Miller’s .395 three-point percentage may seem a little misleading. In the context of shooters, that’s an outstanding number. But when the game was on the line, Reggie’s shots were magic, a little better than 50/50. He was money when he needed to be, and everyone from the opposing coach to best online casinos and sports books had to make adjustments based on Miller’s presence.
He was double-teamed, fouled, tossed around, beaten down, and still managed to drain shots on the reg. Miller could kill a team on the court or, at the least, cause some poor gambler a lot of pain and suffering with a last-minute bucket.
All told, Miller drained 2,560 threes, setting the all-time record with no one really close… except Ray Allen.
Ray, a storied veteran himself, drafted by the Timberwolves as their 5th pick in 1996 and playing for Milwaukee and Seattle before finding the right fit in Boston – Allen entered the 2010/11 season trailing Miller by only a few shots and ultimately broke Reggie’s three-point record last Thursday at LA in a loss to the Lakers.
Big deal? Of course it is. Reggie’s record was huge. In fact, now that Allen is #1 and Miller #2, the next closest competitor on the list, Jason Kidd, needs 797 shots to catch Miller, and probably 900 or more to chase down Allen in a hypothetical scenario seeing them both play into their 50s. This will not happen. Kidd has two years on Allen, making him a lot closer to retirement. Reggie took the breaking of his record with a lot of grace, citing that “records are made to be broken.” Whether or not Miller really means this is anyone’s guess, but fans of Reggie can rest their hats on the fact that no one, and I mean no one, ever had the clutch gene like this guy. Some like to mention MJ when they think about “clutch,” but His Airness isn’t even in the top 50 of all-time three-pointers.

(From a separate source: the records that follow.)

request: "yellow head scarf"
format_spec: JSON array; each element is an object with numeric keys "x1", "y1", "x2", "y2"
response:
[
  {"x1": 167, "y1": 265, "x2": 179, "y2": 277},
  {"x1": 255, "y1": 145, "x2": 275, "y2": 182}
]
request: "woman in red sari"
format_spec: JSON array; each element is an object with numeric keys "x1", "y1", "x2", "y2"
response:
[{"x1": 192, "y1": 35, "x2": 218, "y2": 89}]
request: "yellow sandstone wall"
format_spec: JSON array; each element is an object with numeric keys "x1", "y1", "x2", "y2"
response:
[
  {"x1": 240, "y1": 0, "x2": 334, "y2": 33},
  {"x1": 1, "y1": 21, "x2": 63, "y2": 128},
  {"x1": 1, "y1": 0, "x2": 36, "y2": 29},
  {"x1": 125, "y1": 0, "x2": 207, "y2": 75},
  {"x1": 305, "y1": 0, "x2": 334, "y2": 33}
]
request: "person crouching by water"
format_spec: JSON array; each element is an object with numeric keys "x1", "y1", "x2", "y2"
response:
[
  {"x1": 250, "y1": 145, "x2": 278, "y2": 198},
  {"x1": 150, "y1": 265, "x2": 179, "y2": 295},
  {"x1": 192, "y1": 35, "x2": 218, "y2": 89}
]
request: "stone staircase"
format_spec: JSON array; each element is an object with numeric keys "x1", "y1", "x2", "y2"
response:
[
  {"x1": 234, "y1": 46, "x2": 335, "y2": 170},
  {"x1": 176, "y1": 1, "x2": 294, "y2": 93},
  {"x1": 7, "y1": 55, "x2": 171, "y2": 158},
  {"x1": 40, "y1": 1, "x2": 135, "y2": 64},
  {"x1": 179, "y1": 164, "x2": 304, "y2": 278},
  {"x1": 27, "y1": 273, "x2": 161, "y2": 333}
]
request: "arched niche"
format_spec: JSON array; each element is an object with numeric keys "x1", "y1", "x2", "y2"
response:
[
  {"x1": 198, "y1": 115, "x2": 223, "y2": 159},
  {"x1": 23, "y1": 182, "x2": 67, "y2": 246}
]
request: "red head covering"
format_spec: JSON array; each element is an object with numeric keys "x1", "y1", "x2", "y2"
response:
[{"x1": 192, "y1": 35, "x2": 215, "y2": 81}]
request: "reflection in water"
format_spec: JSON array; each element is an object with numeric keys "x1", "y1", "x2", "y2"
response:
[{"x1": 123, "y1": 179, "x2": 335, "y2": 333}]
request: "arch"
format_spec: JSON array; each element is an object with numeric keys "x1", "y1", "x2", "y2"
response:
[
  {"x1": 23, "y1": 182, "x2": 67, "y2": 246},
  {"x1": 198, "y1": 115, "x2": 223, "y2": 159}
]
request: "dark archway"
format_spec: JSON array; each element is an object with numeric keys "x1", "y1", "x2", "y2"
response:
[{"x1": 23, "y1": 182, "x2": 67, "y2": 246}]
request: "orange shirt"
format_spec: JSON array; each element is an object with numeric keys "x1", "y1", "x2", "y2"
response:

Currently, no one the list is within range of Ray Allen or Reggie Miller. The odds someone breaks this record in the next 40 years is 60:1, and that’s being generous. If you want to put some money down that someone like Rashard Lewis can do it, you’d be better off playing online craps or poker.
It would have been nice to see Reggie remain the king of all things three, but students of the game know the difference between Miller and Allen. Ray is great, a pure shooter, but Reggie will ultimately be remembered as the one guy on the planet you want to have the ball with a shot to win.